Whether Herodotus is guilty of conflation with Thebes, he is not I don’t think, confused about the symbolic difference with Babylon, and it is at least clear that it is not to Babylon that Perseus drags (or triumphantly bears) the Gorgon’s head. To the contrary, Herdotus records that it was brought from Libya (by Perseus) to Egypt and more particularly to Khemmis as the Greeks called it, (but Akhmim in the local language), and Herodotus recounts there is a certain disdain among the Egyptians for Greek customs (and all other customs that are not their own, although in saying this, Herodotus, at least in translation, uses the Greek name where he should rightly use the Egyptian). And although this is a very wide point it is also true that there is a certain disdain among those who share familial links for outsiders, and yet this is the premise on which genealogies are built, dependent on the acquisition of new lines to propel the whole forward.
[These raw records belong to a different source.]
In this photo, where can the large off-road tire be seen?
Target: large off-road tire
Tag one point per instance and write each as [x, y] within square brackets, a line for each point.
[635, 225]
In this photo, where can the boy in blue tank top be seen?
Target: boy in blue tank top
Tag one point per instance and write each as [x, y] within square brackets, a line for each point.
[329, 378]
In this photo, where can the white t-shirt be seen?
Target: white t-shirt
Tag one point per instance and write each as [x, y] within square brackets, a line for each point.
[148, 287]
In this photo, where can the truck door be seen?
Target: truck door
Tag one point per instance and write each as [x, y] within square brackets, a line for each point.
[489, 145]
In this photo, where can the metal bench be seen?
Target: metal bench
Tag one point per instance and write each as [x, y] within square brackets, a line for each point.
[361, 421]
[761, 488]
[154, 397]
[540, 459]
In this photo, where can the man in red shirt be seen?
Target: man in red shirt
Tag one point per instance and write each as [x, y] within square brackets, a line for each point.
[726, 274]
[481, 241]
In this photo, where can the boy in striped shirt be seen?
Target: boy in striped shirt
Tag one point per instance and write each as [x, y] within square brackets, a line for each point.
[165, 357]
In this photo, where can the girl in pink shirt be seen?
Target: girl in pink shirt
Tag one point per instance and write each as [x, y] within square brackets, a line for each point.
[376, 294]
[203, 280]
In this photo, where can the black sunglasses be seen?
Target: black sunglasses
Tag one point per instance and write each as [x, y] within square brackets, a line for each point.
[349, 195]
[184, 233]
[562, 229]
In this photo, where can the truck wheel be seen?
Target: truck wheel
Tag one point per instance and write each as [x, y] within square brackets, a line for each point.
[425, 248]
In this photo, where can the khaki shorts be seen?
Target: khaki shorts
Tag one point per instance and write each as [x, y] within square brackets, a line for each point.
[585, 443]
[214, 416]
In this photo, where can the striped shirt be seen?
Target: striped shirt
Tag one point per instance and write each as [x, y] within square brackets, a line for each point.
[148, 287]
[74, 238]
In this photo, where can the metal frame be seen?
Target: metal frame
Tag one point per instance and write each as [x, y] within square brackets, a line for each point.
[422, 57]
If a deceased relative, who appears as some gruesome harbinger in dreams, can teach us anything about the vilification of women, it is perhaps that quite separately to any individual attributes, they are prone to vilification. And while I have no deep or lasting impression of this relative – beyond the intimations that always preceded her in life, beyond the chilly air that attended her entrance to any room we shared, beyond the trickle of anecdotes and apocryphal stories with a spirit of truth about them – it is that whatever her faults, it is no small thing to walk through ones adult life as a woman who married out, and who it would seem, did not particularly aspire to being gathered in. And I am conscious also of Harrison’s observation on ritual objects (which come first) and for which the monster is later invented (to account for it), such that the monstrous also offers a kind of life to a mask, and in so doing extends a mortal permanence to (for instance) the Medusa as face, yawning across millennia.